TK: Yarışma şartnamesi Taksim için birinci seçilecek projenin üç etaplı bir seçim ile belirleneceğini tarif ediyor. Halk oylamasının neticesi oylamanın ilk açıklanan etabı oldu. Bu noktada projemizin halk tarafından birinci seçilmiş olmasının bizler için gurur verici ve çok değerli olduğunu vurgulamak isteriz. İBB tarafından 5 Ocak tarihinde düzenlenen Basın Toplantısı’nda jürinin ve idarenin de projemizi birinci seçtikleri ve uygulamaya yönelik sürecin başlatılacağı duyurulmuş oldu. Şimdi artık Taksim Kolektifi’nin katılımcı kurgusuna uygun olarak projenin İstanbullularla birlikte geliştirilmesi için diyalog kanallarının açılacağı yeni bir süreç başlayacak. Çokça konuştuğumuz, tartıştığımız, karşılıklı olarak öğrendiğimiz, projenin giderek daha geniş kesimler tarafından benimseneceği ve olgunlaşacağı muhteşem bir süreci hayata geçirmeyi umuyoruz. Bu bağlamda İBB’nin desteğine, kamuoyunun yönlendirmesine ziyadesiyle ihtiyacımız olacak. Çok çalışacağız ve sonuçta Taksim’in geçmişine yaraşır bir kamusal mekanı hep birlikte var edeceğiz.

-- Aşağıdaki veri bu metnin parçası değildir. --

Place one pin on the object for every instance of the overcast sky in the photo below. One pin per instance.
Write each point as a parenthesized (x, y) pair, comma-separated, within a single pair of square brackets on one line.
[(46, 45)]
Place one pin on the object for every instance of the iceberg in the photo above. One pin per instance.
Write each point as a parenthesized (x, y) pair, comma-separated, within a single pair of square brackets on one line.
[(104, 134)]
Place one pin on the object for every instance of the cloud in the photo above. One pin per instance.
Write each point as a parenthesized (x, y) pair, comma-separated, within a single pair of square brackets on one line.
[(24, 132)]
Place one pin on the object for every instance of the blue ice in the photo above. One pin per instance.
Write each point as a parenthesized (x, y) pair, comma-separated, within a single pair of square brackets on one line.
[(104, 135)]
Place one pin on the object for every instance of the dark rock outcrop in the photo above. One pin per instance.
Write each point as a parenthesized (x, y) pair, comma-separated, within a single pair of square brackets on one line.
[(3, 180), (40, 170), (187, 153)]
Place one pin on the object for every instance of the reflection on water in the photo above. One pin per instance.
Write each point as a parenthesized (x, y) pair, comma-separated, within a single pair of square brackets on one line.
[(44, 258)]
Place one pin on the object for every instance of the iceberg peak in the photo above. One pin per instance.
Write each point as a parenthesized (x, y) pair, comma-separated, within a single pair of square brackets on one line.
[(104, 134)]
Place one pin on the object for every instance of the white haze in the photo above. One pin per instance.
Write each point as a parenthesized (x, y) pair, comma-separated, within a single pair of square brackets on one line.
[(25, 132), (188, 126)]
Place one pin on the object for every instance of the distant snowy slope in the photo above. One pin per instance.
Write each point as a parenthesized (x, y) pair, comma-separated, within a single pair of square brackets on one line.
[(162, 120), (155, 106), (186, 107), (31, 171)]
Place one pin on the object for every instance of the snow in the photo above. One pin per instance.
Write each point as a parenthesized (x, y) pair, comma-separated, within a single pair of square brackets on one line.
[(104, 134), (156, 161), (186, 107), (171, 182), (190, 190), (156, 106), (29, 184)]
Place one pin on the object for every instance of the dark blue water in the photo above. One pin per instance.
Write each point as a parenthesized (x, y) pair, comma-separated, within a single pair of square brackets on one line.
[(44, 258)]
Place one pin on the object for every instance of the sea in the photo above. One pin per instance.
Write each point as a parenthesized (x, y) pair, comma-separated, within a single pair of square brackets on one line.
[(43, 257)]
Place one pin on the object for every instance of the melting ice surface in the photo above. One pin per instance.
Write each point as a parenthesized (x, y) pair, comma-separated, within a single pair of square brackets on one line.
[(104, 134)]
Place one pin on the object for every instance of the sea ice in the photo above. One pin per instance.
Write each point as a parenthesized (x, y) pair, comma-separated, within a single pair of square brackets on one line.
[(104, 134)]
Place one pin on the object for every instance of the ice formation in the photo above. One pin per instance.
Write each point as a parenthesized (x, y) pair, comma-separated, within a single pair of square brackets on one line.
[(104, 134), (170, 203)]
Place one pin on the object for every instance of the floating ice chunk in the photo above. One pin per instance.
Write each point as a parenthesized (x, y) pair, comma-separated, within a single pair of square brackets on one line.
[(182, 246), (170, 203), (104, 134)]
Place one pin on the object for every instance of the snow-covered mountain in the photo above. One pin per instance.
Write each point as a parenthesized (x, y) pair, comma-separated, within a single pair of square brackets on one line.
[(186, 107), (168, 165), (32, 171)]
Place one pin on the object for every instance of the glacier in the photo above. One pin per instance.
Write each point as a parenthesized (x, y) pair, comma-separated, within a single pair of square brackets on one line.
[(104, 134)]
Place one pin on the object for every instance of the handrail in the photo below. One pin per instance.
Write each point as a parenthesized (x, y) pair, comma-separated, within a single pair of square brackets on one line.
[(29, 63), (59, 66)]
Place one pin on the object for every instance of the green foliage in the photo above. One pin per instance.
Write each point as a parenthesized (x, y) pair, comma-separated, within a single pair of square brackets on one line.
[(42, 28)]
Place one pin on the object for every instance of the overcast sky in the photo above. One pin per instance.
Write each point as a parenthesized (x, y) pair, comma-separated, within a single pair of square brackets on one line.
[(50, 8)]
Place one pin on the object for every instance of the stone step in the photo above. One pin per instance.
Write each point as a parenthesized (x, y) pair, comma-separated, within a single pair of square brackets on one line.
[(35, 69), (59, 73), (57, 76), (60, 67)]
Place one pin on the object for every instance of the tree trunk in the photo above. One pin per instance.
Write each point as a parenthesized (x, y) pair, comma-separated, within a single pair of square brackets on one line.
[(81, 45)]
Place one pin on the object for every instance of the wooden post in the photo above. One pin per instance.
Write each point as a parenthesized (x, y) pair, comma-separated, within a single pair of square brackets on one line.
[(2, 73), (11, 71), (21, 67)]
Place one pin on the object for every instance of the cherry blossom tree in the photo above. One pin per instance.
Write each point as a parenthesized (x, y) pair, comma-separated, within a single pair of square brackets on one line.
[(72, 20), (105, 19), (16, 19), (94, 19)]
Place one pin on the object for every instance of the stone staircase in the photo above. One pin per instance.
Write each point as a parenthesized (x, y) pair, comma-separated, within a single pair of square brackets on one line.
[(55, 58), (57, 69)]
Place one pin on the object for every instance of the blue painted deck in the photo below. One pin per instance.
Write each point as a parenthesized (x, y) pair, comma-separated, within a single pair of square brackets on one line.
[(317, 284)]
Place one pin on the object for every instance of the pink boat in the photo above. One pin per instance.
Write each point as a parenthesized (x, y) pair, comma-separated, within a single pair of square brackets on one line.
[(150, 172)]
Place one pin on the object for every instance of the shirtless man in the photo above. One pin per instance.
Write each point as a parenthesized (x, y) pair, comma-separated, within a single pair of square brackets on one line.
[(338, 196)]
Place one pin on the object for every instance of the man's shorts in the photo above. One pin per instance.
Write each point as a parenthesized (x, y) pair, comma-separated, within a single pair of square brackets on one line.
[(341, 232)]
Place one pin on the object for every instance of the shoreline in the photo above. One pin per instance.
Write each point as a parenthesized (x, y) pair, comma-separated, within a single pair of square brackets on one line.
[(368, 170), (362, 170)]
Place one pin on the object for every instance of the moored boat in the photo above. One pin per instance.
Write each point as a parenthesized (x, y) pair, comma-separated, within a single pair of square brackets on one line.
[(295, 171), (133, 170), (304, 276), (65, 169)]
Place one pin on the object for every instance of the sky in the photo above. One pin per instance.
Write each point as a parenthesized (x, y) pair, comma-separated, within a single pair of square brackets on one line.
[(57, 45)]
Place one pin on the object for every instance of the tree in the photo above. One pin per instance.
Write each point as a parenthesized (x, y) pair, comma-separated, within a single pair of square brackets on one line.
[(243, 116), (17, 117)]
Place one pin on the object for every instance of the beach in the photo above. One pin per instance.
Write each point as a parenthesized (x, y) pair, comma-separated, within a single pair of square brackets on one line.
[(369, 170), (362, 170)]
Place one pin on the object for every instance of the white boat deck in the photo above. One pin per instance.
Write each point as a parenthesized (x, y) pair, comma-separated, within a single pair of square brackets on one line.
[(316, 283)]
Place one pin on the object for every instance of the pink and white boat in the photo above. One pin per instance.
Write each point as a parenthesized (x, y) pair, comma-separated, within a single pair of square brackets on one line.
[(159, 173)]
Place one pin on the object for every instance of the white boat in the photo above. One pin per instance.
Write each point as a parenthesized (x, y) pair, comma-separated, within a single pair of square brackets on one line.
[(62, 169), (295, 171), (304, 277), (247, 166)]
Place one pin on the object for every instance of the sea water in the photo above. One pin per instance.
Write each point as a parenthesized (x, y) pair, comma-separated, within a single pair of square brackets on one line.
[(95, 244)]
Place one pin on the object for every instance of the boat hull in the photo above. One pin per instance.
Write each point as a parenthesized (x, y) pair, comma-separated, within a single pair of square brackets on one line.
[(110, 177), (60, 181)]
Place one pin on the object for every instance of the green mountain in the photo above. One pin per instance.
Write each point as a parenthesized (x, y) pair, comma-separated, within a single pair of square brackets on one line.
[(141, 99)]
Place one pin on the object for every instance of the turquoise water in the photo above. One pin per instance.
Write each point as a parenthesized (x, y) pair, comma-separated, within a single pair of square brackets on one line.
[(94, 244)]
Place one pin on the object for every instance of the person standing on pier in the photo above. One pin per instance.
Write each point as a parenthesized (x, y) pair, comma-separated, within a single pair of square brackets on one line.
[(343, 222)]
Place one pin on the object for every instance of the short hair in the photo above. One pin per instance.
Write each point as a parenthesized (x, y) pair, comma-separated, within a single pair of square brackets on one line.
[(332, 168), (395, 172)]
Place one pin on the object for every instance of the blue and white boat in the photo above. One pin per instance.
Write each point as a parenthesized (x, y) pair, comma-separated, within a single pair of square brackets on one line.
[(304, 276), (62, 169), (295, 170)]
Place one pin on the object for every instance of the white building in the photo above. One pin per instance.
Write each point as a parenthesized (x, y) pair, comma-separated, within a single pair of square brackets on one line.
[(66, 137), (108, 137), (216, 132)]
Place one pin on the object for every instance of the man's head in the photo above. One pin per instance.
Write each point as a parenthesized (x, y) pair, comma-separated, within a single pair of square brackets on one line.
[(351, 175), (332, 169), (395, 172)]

İşin teknik kısmına gelecek olursak, projemiz bu sürecin gerektirdiği esnekliğe uygun olarak kurgulandı. İmalatı tümüyle tek hamlede hızlıca tamamlamak mümkün olduğu gibi, şartlara göre bölümlere ayrılarak etaplar halinde uygulanması da mümkündür. Bizlerin ekip olarak başından beri en çok önemsediği konulardan biri hangi yöntem tercih edilirse edilsin, Taksim’i yeniden yıllarca sürecek bir inşai faaliyet alanı haline getirmemek oldu. Projemizde önerilen yapılar, imalatın büyük bölümünün saha dışında gerçekleştirilmesini mümkün kılıyor. Mecburen sahada yapılması gereken imalat ise alınacak lokal tedbirlerle ilgili alanı sınırlandırarak ve alanın kalan bölümlerini halkın gündelik kullanımına açık tutarak gerçekleştirilecektir. Böylelikle Taksim kısa sürede mekansal çerçevesi iyi şekilde tanımlanmış olarak ve yeni kullanım alternatifleri ile herkese açık cazip bir yer haline gelecektir.